You’ll notice the Point of No Return along the Hill of Wasted Opportunity on the way to Stress Peak. This is the point where it becomes extremely difficult to reduce the risk of despair if we haven’t valued our time well up to this point. This is usually when people have families and cannot take the risks necessary to materially alter the path they are on. This is when it begins to feel like it’s too late to make a difference, even if it may not actually be too late.
You Are In Control
It’s easy to fall into the trap of climbing a corporate ladder, competing in the entrepreneurial rat race, and exchanging our valuable time for the promise of financial freedom in the future. Step back and consider for a minute all the things in life that truly matter, the things that money can never buy. If you don’t feel wealthy now, more money can never fill that void. This is an important point to realize about the effect money will have on happiness and personal fulfillment. It will help a little, but it is more likely that it will intensify our existing emotional states, whatever they may be.
There is nothing wrong with acquiring money, power, wealth, or fame in life. However, if those are the things that we are pursuing with our time, we may wake up one day in despair, so we need to be completely conscious of our pursuits, aims and desires, and our personal definitions of success.
Statistically speaking, it is very unlikely that any individual reading this will reach the level of success we see in top artists, athletes, scientists, or business people. The people that do make it, typically focus on their art, craft, passion, or field of interest, and not necessarily the secondary benefits of the wealth and fame that come with being great at something.

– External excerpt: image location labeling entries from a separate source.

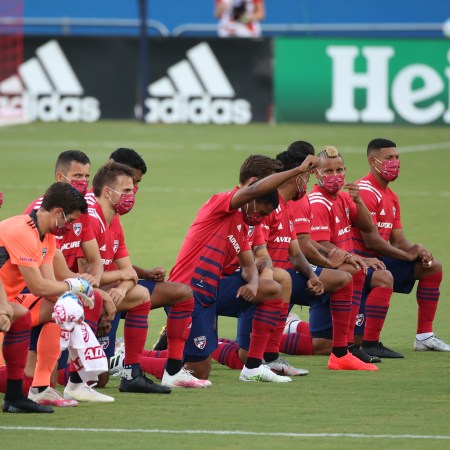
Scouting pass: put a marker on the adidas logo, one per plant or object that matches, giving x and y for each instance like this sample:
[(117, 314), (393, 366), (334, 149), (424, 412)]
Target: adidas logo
[(46, 88), (196, 90)]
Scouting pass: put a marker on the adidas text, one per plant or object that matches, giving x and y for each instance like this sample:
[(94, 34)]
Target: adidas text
[(198, 110)]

We must try to pursue things in life that are genuinely meaningful to us. We must spend the time to master something that even if we never created wealth or fame in pursuing, we’d have no regrets about. By becoming great at something, the world will notice and we’ll get our fair share of fame and fortune if that’s what we want.
After reading this, my hope is that the phrase carpe diem, or seize the day, will provide you new meaning and urgent consideration. The late Steve Jobs famously said, “Remembering that I’ll be dead soon is the most important tool I’ve ever encountered to help me make the big choices in life. Because almost everything — all external expectations, all pride, all fear of embarrassment or failure — these things just fall away in the face of death, leaving only what is truly important. Remembering that you are going to die is the best way I know to avoid the trap of thinking you have something to lose. You are already naked. There is no reason not to follow your heart.”